Following Le Conte’s death in 1883, Horn became the leading American coleopterist and was regarded by the British coleopterist George Charles Champion as the leading student of beetles in North America up to that time.
BIBLIOGRAPHY
I. Original Works. Walter Derksen and Ursula Scheiding-Gollner (see below) provide a list of biographical notices and a bibliography of 204 of Horn’s papers published after 1865. His most important single works include “Rhynchophora of America, North of Mexico,” in Proceedings of the American Philosophical Society,15 (1876), 1–455, written with John Lawrence Le Conte; “Synopsis of the Silphidae of the United States With Reference to the Genera of Other Countries,” in Transactions of the American Entomological Society, 8 (1880), 219–322, plates vi-vii; “On the Genera of Carabidae With Special Reference to the Fauna of Boreal America,” ibid., 9 (1881), 91–96, plates iii-x; “Classification of the Coleoptera of North America,” in Smithsonian Miscellaneous Collections, 507 (1883), 1–567, written with Le Conte; and “Fam. Throscidae and Fam. Eucnemidae,” in Biologica Centrali-Americana. Insecta. Coleoptera, III, pt. 1 (1890), 193–257, plate x.
II. Secondary Literature.
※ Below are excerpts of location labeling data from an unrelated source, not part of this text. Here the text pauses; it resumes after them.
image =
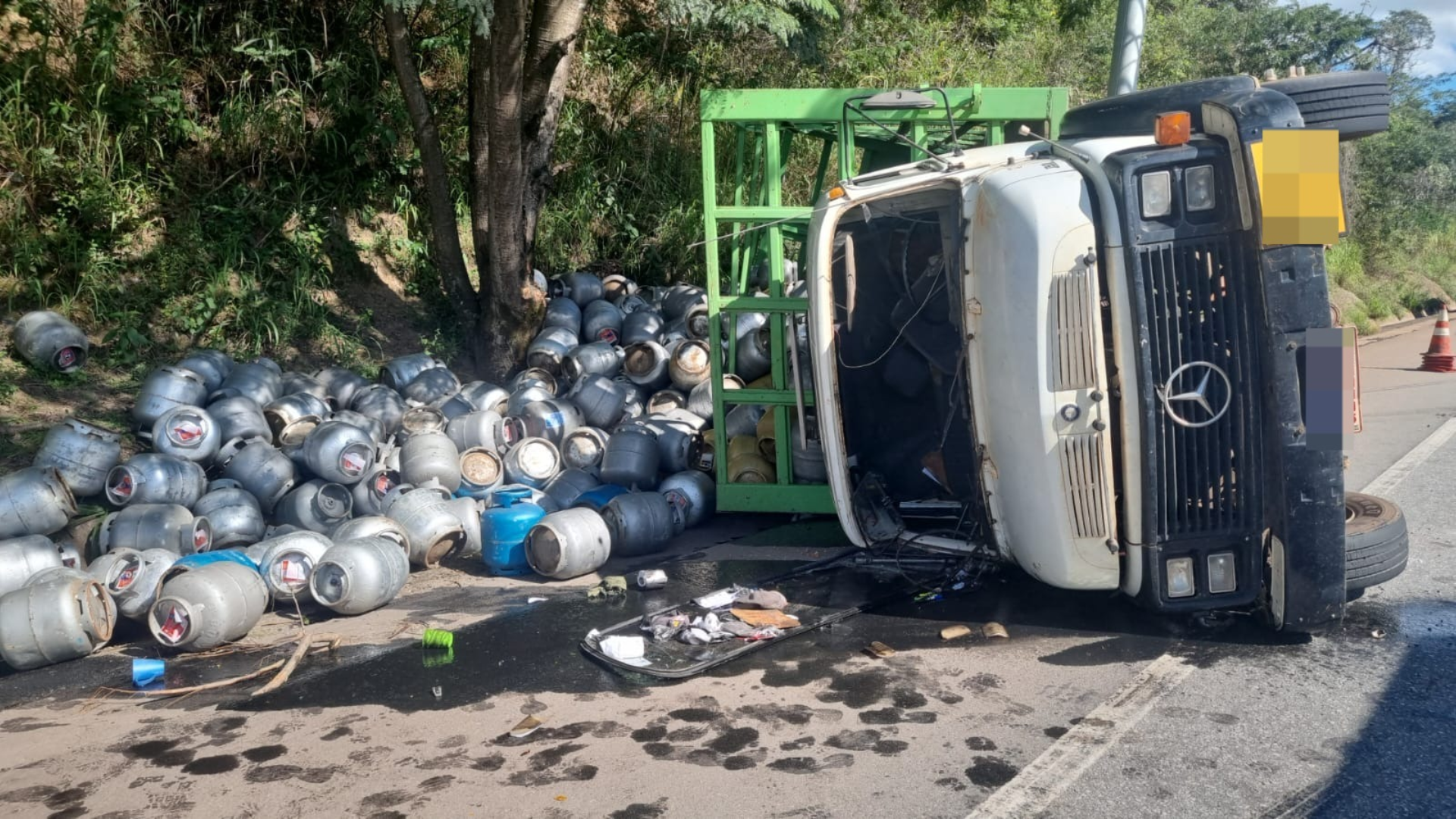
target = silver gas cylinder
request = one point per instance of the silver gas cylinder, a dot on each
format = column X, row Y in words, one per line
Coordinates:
column 379, row 401
column 525, row 395
column 155, row 525
column 234, row 513
column 372, row 428
column 254, row 381
column 639, row 522
column 551, row 419
column 212, row 365
column 258, row 466
column 82, row 453
column 601, row 321
column 188, row 433
column 133, row 577
column 340, row 385
column 641, row 325
column 24, row 557
column 631, row 458
column 340, row 452
column 479, row 428
column 580, row 287
column 666, row 401
column 568, row 485
column 152, row 477
column 532, row 463
column 57, row 621
column 481, row 471
column 373, row 526
column 403, row 369
column 582, row 449
column 536, row 376
column 50, row 341
column 563, row 312
column 294, row 414
column 430, row 457
column 568, row 544
column 207, row 605
column 369, row 494
column 753, row 354
column 693, row 493
column 601, row 400
column 549, row 347
column 431, row 387
column 596, row 357
column 287, row 564
column 239, row 417
column 433, row 528
column 165, row 390
column 645, row 365
column 359, row 576
column 691, row 365
column 316, row 506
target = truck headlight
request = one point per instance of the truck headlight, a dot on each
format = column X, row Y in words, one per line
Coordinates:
column 1180, row 577
column 1220, row 573
column 1158, row 194
column 1199, row 187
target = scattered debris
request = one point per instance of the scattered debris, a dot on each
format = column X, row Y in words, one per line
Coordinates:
column 650, row 579
column 528, row 726
column 880, row 651
column 609, row 586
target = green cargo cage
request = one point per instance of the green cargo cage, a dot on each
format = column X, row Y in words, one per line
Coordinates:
column 778, row 146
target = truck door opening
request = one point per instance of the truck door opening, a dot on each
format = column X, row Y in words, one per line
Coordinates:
column 900, row 353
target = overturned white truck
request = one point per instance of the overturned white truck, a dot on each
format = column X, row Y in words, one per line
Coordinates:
column 1088, row 346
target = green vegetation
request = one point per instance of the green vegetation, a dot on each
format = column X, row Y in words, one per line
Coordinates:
column 178, row 172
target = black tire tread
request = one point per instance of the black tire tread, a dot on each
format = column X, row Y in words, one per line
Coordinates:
column 1376, row 541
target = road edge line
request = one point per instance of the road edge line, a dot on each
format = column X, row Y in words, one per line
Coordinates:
column 1060, row 765
column 1417, row 455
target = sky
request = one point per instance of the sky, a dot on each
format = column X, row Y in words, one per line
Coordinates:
column 1442, row 55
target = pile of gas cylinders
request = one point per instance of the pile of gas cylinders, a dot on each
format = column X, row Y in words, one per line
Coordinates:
column 267, row 487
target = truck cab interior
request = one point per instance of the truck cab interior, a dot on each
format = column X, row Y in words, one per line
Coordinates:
column 905, row 400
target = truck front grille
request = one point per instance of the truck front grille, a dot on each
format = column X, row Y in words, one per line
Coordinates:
column 1200, row 477
column 1087, row 493
column 1074, row 363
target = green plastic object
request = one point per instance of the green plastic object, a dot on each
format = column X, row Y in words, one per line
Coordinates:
column 767, row 158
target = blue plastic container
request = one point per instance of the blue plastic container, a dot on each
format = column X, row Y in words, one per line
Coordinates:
column 598, row 499
column 504, row 528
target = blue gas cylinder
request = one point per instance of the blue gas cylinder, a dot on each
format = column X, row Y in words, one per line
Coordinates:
column 504, row 528
column 596, row 499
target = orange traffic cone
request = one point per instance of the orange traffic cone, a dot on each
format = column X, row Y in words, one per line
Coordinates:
column 1440, row 357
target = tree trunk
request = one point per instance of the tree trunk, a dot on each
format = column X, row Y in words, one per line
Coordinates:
column 555, row 25
column 444, row 232
column 481, row 155
column 509, row 308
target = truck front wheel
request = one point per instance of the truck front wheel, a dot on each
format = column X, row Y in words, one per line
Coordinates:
column 1376, row 542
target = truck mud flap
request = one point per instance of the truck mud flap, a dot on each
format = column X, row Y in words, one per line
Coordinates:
column 820, row 594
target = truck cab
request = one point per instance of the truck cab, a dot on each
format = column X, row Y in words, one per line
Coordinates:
column 1085, row 359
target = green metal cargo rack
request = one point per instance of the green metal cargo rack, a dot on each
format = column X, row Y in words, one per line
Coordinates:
column 780, row 145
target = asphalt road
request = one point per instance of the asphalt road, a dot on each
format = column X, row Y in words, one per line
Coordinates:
column 1088, row 708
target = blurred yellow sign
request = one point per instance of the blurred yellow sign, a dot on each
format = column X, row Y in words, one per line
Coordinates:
column 1298, row 174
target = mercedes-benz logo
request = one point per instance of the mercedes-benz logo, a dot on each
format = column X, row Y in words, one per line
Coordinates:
column 1194, row 407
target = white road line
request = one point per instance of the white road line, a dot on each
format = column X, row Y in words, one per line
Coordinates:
column 1059, row 767
column 1410, row 461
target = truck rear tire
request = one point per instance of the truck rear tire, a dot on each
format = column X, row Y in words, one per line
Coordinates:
column 1376, row 541
column 1356, row 104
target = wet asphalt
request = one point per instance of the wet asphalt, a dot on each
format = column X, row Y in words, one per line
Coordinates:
column 1354, row 723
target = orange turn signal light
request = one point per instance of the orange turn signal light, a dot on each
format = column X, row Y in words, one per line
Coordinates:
column 1172, row 129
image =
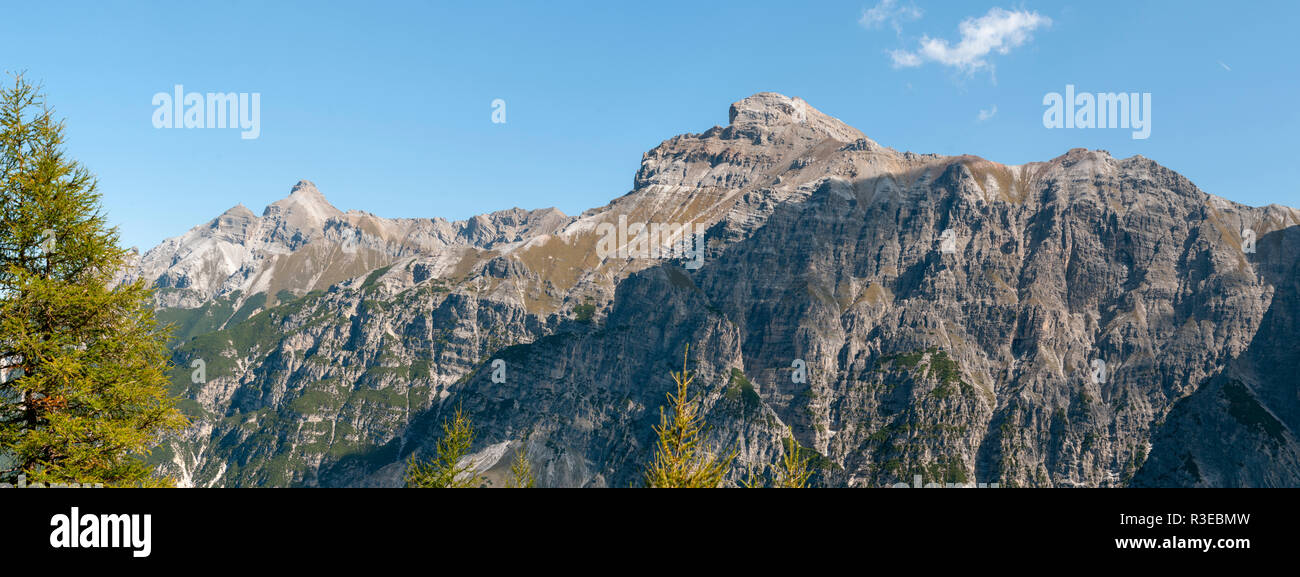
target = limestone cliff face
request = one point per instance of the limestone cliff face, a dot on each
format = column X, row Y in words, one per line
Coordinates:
column 1083, row 321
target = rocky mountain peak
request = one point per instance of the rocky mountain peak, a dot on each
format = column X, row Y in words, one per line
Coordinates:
column 304, row 205
column 775, row 112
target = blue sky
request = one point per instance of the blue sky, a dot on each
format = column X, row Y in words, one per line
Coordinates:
column 388, row 105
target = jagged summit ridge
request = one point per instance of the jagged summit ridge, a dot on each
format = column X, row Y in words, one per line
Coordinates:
column 779, row 112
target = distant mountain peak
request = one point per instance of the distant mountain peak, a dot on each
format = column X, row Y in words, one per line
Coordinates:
column 306, row 203
column 775, row 111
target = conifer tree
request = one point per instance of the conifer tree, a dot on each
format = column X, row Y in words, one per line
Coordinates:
column 794, row 469
column 520, row 472
column 680, row 458
column 83, row 389
column 446, row 469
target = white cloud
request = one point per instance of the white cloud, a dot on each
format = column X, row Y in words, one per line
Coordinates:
column 891, row 12
column 904, row 59
column 997, row 31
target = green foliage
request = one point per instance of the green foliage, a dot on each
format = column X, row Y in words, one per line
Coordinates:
column 520, row 472
column 85, row 394
column 447, row 471
column 680, row 458
column 796, row 467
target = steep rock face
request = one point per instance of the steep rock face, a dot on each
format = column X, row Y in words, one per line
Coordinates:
column 901, row 315
column 303, row 243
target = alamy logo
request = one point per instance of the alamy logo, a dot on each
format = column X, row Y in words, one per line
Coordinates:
column 800, row 373
column 948, row 242
column 654, row 241
column 1099, row 111
column 1097, row 373
column 498, row 371
column 74, row 530
column 498, row 112
column 183, row 109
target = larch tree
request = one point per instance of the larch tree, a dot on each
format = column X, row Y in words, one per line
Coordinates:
column 680, row 458
column 449, row 469
column 83, row 387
On Horn and his work see Philip P. Calvert, “A Biographical Notice of George Henry Horn,” in Transactions of the American Entomological Society, 26 (1898), 1–24, with portrait; Samuel Henshaw, “The Entomological Writings of George Henry Horn (1860–1896) With an Index to the Genera and Species of Coleoptera Described and Named,” ibid., pp. 25–72; and Walter Derksen and Ursula Scheiding-Gollner, “Index literaturae entomologicae, Serie II,” in Die Welt-Literature über die gesamte Entomologie von 1864 bis 1900, II (Berlin, 1965), 354–358.